The Fishery Conservation and Management Act of 1976, as Magnuson-Stevens was originally known, is known globally for creating the “exclusive economic zone,” which gave the United States control of natural resources from 3 miles (the end of state waters) out to 200 miles from its shores. The law evicted foreign fishing fleets from the bountiful fishing grounds of the Bering Sea, reserving it for a small but growing fleet of American fishing vessels. The Act also directs that local stakeholders appointed to regional fishery management councils decide how the fisheries should operate. Their decisions are made within firm statutory guardrails that mandate sustainability, minimize bycatch, and protect fishing communities.

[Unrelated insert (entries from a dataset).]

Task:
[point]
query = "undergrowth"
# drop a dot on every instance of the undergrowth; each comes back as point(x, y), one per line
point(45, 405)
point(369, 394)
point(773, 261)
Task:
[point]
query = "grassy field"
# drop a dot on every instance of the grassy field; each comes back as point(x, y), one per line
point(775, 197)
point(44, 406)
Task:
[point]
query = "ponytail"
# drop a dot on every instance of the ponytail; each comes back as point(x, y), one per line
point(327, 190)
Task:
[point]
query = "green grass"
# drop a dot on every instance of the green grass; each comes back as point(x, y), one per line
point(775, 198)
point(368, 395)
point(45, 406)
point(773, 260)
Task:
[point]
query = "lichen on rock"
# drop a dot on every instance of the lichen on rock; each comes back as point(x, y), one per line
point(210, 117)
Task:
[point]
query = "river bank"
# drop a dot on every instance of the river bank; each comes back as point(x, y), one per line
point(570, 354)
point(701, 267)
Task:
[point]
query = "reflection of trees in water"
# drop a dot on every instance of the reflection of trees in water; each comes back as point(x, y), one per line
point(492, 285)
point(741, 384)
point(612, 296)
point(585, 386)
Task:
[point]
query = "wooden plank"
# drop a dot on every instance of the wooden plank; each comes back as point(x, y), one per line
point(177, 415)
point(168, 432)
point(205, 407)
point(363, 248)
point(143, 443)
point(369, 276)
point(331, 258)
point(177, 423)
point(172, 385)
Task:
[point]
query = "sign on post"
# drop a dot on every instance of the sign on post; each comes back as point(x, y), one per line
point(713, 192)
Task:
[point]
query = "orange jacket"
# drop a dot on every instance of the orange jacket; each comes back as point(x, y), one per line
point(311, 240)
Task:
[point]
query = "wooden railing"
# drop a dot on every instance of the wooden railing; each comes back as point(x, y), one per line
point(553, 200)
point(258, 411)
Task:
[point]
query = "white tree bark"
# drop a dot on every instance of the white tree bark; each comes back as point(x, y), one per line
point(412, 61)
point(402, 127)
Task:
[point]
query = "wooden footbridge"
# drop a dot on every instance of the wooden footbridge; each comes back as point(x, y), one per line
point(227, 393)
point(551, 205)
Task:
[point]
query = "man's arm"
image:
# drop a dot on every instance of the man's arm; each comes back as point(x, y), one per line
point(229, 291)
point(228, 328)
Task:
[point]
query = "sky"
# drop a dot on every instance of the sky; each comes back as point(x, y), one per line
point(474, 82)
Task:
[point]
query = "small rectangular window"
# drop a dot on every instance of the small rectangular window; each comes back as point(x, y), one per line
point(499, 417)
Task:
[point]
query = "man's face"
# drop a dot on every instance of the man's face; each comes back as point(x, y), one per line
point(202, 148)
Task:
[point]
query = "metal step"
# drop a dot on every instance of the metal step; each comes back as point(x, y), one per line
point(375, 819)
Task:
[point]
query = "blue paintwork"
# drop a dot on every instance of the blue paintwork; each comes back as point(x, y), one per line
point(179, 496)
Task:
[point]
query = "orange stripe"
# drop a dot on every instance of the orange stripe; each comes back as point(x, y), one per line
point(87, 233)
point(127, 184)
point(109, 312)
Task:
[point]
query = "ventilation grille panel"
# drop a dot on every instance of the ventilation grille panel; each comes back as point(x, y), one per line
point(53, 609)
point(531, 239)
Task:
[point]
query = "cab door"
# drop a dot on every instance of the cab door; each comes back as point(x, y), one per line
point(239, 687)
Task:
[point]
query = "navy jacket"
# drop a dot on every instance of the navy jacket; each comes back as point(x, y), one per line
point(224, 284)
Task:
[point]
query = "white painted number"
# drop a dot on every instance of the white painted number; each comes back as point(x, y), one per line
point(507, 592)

America’s Bering Sea fleet was originally based in, and owned by, Seattle companies. When Congress updated Magnuson-Stevens in 1996, Alaska Senator Ted Stevens added the CDQ program into federal law, setting up a mechanism that would slowly shift ownership of the fleet from Seattle to Alaska. CDQ began at the North Pacific Fishery Management Council in 1992, the brainchild of western Alaska advocates who saw that most Bering Sea communities did not have an economic stake in the Bering Sea. The program sets aside ten percent of the fish harvests for a small percentage of the pollock harvest for 65 Bering Sea communities, most of which are majority Alaska Native. The communities are grouped into six regional non-profit entities. These “CDQ groups” harvest the fish on their own vessels or sell the harvest rights to fishing companies, then use the revenues to invest in the Bering Sea industry and fund economic development in one of America’s poorest regions: coastal western Alaska.